All Parts – Chris Mullins

Behavior: Chris Mullins

Through Mar 23
Opening Reception Thurs, March 7th 5:00–8:00pm
Caplan Art Designs
1323 NW 16th Ave #1001

PNCA alumnus Chris Mullins makes densely layered, often meditative paintings that hint at landscape and a sense of space along the lines of James Lavadour. This show of new paintings represent Mullins’ recent work with poured paint, a technique that makes way for more accident and less of the artist’s hand in the surface. Noting that no painter can be prepared for “every contingency,” Mullins says “the fun then is in allowing for the emergence of simple relationships.” This often leads to what he calls “a submerging of oneself” making the resulting images more aligned with “behavior” than selfhood.

Breadfruit - Alika Cooper

Breadfruit – Alika Cooper

Wabi Sabi Lobby: Alika Cooper and Eric Wesley

Through April 13
Private Places
2400 NE Holladay Street

This small, strange, but affecting show in one of Portland’s more hidden art spaces features a work of complex fabric art by Alika Cooper and sculpture by Eric Wesley. Located in a shared studio in an industrial neighborhood, Private Places may be difficult to find for new visitors (instructions on their site say to ring the doorbell for Holladay Studios) but this project curated by local artist Bobbi Woods is worth checking out for anyone interested in the current wave of independent art spaces in town.

Thank You - Mel Bochner

Thank You – Mel Bochner

Enough Said: Mel Bochner

March 7 – May 26, 2019
Oregon Jewish Museum and Center for Holocaust Education
724 NW Davis Street

A colorful, fun, and insightful major exhibition by acclaimed American Jewish conceptual artist and painter Mel Bochner. This exhibit draws from the collection of Jordan Schnitzer and highlights the ways that Bochner has visually explored the forms of language as well as its meaning. Editioned prints and unique pieces display Bochner’s skillful, complex printmaking techniques as well as his bombastic usage of words and letters. Colorful graphics wrapping the museum’s windows shout their message from across the Park Blocks, making this one hard to overlook.
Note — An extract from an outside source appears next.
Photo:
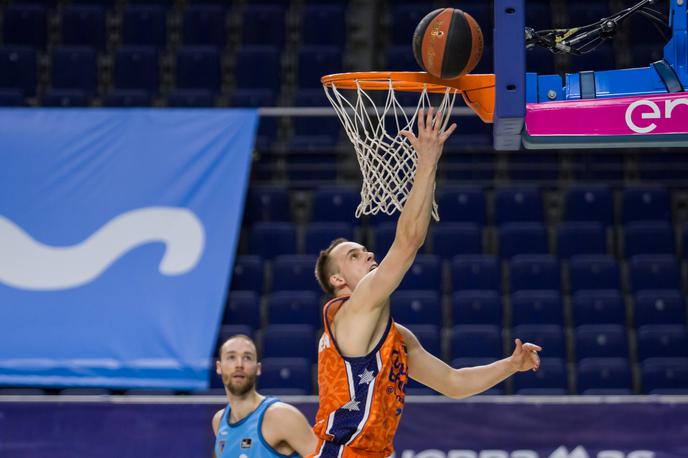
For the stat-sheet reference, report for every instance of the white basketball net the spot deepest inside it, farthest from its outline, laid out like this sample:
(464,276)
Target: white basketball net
(386,159)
Ulama Ule Alley Oop - Ronny Quevedo

Ulama Ule Alley Oop – Ronny Quevedo

Ronny Quevedo

March 7 – April 27
Upfor
929 Nw Flanders St

Working in multiple mediums, Ecuadorian artist Quevedo “posits profound interconnections between the circular movements engendered by sport and the expansive pathways forged by the artist’s personal migration story from Ecuador to the Bronx,” according to Hyperallergic. The result is a show of energetic drawings, diagrams, and otherwise assembled images that harvest the designs of basketball courts and other seemingly-abstract sports iconography.

 

Still from Mickalene Thomas, Do I Look Like a Lady

Still from Mickalene Thomas, Do I Look Like a Lady

Do I Look Like a Lady? (Comedians and Singers): Mickalene Thomas

March 9 – August 31
Portland Art Museum
1219 SW Park Avenue
Portland, OR 97205

This exhibition highlights the recently-acquired video installation by internationally renowned artist and former-Portlander, Mickalene Thomas. Thomas has said that a 1994 exhibition featuring Carrie Mae Weems was a crucial moment in her development as an artist.
This powerful, high-energy video collage of performances by African-American actors and singers throughout the 20th century engages with themes of beauty, identity, and representation while celebrating the individual voices of performers including Jackie “Moms” Mabley, Eartha Kitt, Whoopi Goldberg, and Whitney Houston.

Image via Dan Paz

The sun never knew how great it was until it struck the side of a building: Dan Paz

March 7 – April 13
Opening reception 6 – 8pm, March 7
Williamson | Knight Gallery
916 NW Flanders St

Taking its title from a quote by the architect Louis Khan, this solo show by Dan Paz curated by Yaelle Amir explores the role that light has played in the oppression of historically marginalized individuals. Williamson | Knight describe it as an examination of “how light is manipulated in carceral environments to craft a controlled collective space.” Including video, sculpture and performance, the show “demonstrates different methods of performing in, modifying, and refracting light to uncover how psychological and physical development is affected by lightness and darkness,” which is something those of us living near the 45th Parallel should understand well.